Today, I walked around barefoot, outside, in the rain.
This might not seem like a big feat to some, but for me it’s huge. The last time I dared to be this kind of free I was seven, maybe eight years old. It was a cloudy day but somehow the sun managed to peek through the clouds and light up the day. I stood shoeless on the top marble step leading into my family’s home–partially shielded by the black, metal storm door that I held cracked open. The splatter of drizzle danced against the brown skin of my face, fingers, and toes. I smiled an open-mouthed, toothy grin. The rhythm of the rain was intoxicating and the saltiness of each raindrop against my tongue tasted like freedom.
My feet started to move of their own volition. One tentative step led to another until my feet were no longer on the cool marble stairs but the soggy concrete ground. Joy bubbled up in my soul as laughter spilled from my lungs. I ran up and down the sidewalk, twirled in circles until I was dizzy, and jumped in every puddle until I was out of breath.
Attempting to steal me away from the moment, my inner voice called out to me: You can’t stay out here doing this forever. My mother would finish whatever household chore she was occupied with and notice that I was no longer standing in the doorway. And on rainy days, my father came home early from work.

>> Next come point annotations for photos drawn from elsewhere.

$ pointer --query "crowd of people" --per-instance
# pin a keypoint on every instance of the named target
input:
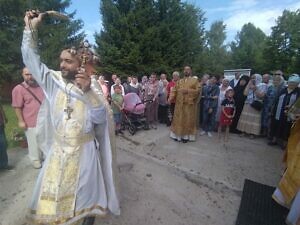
(67, 115)
(252, 105)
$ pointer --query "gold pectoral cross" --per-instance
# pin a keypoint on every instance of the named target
(68, 110)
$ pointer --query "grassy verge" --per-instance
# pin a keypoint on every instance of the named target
(11, 126)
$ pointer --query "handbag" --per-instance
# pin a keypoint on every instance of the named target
(256, 104)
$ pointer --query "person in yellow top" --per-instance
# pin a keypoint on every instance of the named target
(288, 190)
(185, 94)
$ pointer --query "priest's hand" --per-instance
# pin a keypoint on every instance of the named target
(32, 19)
(83, 81)
(22, 125)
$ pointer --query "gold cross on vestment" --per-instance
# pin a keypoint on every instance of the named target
(68, 110)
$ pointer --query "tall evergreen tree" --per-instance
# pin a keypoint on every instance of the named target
(54, 34)
(247, 50)
(215, 55)
(146, 35)
(283, 45)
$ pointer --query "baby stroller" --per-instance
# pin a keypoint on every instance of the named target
(133, 114)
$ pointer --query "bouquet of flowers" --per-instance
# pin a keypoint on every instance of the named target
(18, 135)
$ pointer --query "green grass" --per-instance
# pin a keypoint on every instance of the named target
(11, 125)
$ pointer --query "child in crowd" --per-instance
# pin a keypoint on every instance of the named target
(117, 106)
(227, 114)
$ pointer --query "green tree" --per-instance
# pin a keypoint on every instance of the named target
(54, 34)
(215, 56)
(283, 45)
(148, 35)
(247, 50)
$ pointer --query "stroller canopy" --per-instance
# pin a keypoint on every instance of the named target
(133, 104)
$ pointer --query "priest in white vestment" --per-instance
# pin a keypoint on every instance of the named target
(77, 180)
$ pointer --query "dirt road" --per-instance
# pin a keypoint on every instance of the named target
(163, 181)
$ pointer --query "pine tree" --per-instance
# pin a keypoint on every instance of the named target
(141, 36)
(54, 34)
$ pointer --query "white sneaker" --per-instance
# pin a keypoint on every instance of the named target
(202, 133)
(36, 164)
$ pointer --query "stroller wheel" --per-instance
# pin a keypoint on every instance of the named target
(131, 129)
(146, 126)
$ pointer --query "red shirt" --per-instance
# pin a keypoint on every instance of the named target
(171, 84)
(22, 98)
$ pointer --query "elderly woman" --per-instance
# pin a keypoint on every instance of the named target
(103, 86)
(280, 123)
(269, 101)
(151, 96)
(239, 100)
(250, 120)
(223, 88)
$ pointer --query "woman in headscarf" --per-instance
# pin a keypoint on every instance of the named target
(151, 96)
(239, 99)
(280, 123)
(223, 88)
(250, 120)
(272, 94)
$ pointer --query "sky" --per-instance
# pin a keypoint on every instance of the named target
(234, 14)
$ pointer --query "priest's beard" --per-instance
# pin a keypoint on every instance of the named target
(69, 75)
(32, 83)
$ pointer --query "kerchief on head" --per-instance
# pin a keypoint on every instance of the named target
(294, 78)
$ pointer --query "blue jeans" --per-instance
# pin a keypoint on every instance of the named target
(3, 147)
(208, 122)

Just five more minutes, I pleaded with myself.
Five more minutes turned into ten, fifteen, maybe even twenty. Time disappears when you feel that kind of free.
I danced in circles to the melody of the rain until I could no longer walk straight. My giggles traveled up and down the mostly empty city block until the sound blended with the swish swish of car tires against pavement against rain–all creating a new song for me to dance to.
Five more minutes…
Five more minutes…
Five more minutes…
Thunder clapped, heavy and loud, waking me from the whimsy of the moment–only the boom wasn’t from a shift of atmospheric pressure way up in the sky. That atmospheric shift came from beyond the partially rolled down window of my father’s yellow pick-up truck as he drove into the block, yelling for me to stop.

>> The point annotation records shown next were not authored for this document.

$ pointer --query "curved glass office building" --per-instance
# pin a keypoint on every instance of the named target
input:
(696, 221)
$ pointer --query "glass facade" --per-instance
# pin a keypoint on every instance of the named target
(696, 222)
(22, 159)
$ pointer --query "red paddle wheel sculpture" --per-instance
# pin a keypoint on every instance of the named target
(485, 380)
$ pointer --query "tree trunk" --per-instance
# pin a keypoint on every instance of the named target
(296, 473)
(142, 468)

Startled, I stumbled out of my dance, placing my arms out on either side of me to regain the balance I had lost. My eyes, now wide open, blinked furiously as my mind caught up to the moment and I remembered where I was.
“Get your ass in the house before you get sick!” was all it took for me to run as fast as my feet would carry me back inside. Even my rain soaked clothes couldn’t slow me down. But as fast as I ran, there was no outrunning the fire in my father’s eyes–it burned with disapproval. So I ran inside, slammed the door, and stayed there.

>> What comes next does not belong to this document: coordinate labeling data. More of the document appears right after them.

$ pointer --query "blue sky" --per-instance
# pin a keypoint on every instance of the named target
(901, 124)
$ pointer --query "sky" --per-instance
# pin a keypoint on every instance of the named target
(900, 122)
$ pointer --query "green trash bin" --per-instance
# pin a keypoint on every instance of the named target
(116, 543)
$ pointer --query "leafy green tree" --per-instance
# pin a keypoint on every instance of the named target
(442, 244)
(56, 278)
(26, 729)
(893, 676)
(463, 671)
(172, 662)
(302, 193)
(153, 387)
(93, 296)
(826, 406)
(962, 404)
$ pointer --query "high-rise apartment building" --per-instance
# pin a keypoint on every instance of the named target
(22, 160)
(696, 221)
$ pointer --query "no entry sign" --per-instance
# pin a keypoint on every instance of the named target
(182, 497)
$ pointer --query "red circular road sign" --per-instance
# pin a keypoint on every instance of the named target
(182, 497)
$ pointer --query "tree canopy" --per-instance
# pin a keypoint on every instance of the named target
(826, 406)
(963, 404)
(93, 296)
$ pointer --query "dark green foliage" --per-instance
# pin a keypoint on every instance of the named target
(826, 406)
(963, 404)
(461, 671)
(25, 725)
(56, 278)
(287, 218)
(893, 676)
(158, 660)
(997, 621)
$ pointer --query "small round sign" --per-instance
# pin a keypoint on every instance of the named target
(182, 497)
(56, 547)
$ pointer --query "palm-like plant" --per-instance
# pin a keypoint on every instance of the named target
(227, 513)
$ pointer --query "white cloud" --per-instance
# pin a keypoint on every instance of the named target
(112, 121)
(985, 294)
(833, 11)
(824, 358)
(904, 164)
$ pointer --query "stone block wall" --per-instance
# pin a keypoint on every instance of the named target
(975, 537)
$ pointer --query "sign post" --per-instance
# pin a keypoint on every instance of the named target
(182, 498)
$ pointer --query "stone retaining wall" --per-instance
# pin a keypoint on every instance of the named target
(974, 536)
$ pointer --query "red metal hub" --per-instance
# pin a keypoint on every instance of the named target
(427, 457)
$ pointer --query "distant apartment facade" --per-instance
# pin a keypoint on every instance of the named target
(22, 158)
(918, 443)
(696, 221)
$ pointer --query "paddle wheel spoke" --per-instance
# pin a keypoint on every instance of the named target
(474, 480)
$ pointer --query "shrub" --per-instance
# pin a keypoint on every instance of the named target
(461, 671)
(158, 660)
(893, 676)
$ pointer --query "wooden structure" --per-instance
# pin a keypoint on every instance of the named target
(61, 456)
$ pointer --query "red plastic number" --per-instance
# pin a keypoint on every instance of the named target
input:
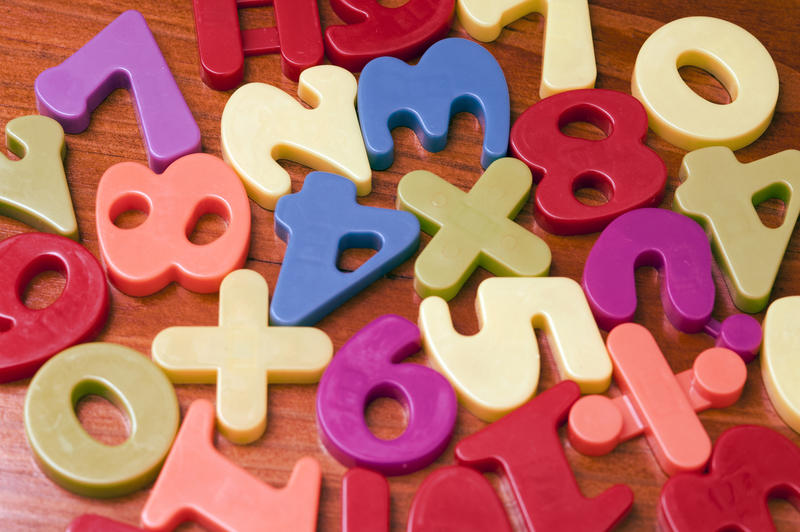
(627, 172)
(749, 465)
(457, 498)
(29, 337)
(365, 501)
(297, 35)
(374, 30)
(525, 446)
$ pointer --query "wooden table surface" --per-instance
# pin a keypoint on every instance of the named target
(37, 34)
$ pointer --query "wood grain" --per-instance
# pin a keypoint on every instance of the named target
(37, 34)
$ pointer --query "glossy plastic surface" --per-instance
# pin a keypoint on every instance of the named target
(199, 484)
(656, 402)
(780, 363)
(678, 246)
(568, 51)
(262, 124)
(365, 501)
(750, 464)
(98, 523)
(123, 55)
(174, 201)
(319, 223)
(524, 446)
(497, 369)
(731, 54)
(367, 367)
(472, 229)
(34, 189)
(456, 498)
(374, 30)
(31, 336)
(721, 194)
(222, 45)
(453, 76)
(621, 166)
(67, 453)
(242, 355)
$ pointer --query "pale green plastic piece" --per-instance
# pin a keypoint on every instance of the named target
(721, 194)
(67, 453)
(34, 189)
(472, 229)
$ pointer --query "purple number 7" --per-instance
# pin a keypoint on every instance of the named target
(123, 55)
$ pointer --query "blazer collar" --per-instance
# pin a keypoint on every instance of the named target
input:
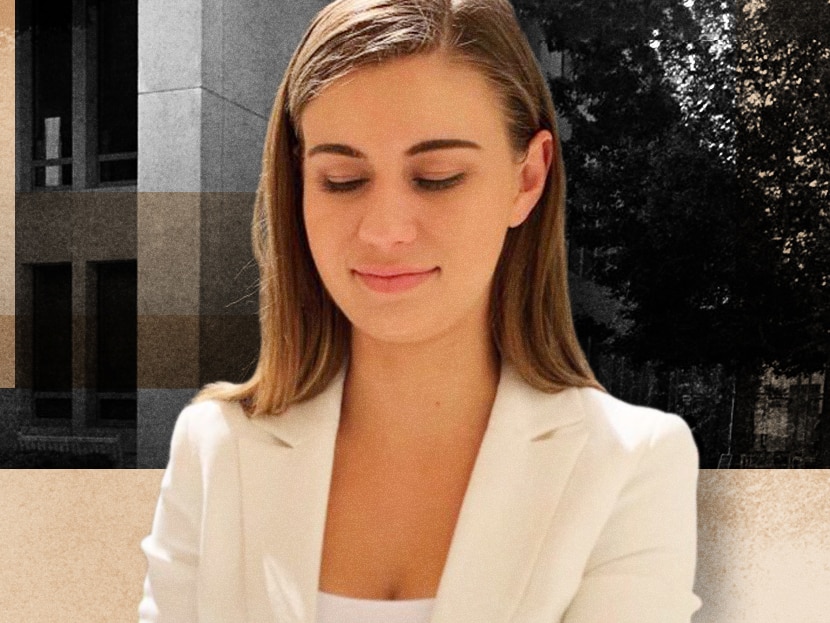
(530, 445)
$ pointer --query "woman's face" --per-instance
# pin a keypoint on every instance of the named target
(410, 186)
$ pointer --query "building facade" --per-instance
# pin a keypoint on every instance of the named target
(139, 130)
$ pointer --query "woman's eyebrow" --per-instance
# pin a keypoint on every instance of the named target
(419, 148)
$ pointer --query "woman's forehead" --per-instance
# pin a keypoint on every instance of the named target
(404, 99)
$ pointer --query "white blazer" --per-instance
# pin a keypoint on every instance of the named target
(580, 509)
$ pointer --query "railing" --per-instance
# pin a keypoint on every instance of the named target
(74, 444)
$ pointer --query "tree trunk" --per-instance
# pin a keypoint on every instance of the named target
(823, 428)
(748, 383)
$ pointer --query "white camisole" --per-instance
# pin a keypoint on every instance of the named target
(333, 608)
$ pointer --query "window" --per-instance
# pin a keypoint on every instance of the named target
(116, 340)
(77, 102)
(52, 340)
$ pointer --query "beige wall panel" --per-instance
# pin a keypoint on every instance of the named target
(168, 352)
(764, 545)
(6, 158)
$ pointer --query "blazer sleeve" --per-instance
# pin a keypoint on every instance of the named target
(643, 565)
(172, 547)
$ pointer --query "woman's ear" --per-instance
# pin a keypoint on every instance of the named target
(533, 173)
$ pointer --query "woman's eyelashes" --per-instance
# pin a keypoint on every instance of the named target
(423, 183)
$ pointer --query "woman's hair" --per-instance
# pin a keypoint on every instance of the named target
(304, 336)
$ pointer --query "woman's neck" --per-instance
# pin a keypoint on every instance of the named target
(442, 390)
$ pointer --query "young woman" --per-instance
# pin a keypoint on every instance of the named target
(423, 439)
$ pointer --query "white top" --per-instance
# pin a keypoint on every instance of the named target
(333, 608)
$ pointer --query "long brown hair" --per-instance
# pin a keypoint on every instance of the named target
(304, 336)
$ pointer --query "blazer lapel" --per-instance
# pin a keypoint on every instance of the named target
(528, 451)
(285, 479)
(529, 448)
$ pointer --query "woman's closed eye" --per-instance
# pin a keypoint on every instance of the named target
(424, 183)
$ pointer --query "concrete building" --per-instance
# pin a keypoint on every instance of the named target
(139, 130)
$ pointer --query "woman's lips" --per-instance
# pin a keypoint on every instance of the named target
(393, 279)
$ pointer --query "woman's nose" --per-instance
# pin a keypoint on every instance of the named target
(388, 219)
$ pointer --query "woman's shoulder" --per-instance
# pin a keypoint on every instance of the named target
(208, 424)
(625, 427)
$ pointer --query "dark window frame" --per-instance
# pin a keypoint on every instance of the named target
(85, 161)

It’s been over thirty years since then and nearly two months since a still unexplained ailment sent me to the hospital for the second time in as many weeks. I couldn’t breathe. Surely it was COVID, as my son, although asymptomatic, had tested positive at school. Only it wasn’t. Scan after scan. Test after test. Still nothing definitive.
As I lay alone, in the hospital room, isolated, scared out of my mind, desperate for answers, desperate for healing, there were times when I had only myself and God to converse with. As a rule, in every situation, I look for the lesson and the blessing, even though often they are one and the same. I prayed, God help me to see it. But fear and anxiety were clouding my vision.
Thank God for the resources He brings into my life, for my husband prayed for me and took care of everything at home. My mother prayed for me and read me scripture. My best friend prayed for me and held my hand. And even a nurse came to my bedside with a book of scripture. “God told me you needed this,” she said.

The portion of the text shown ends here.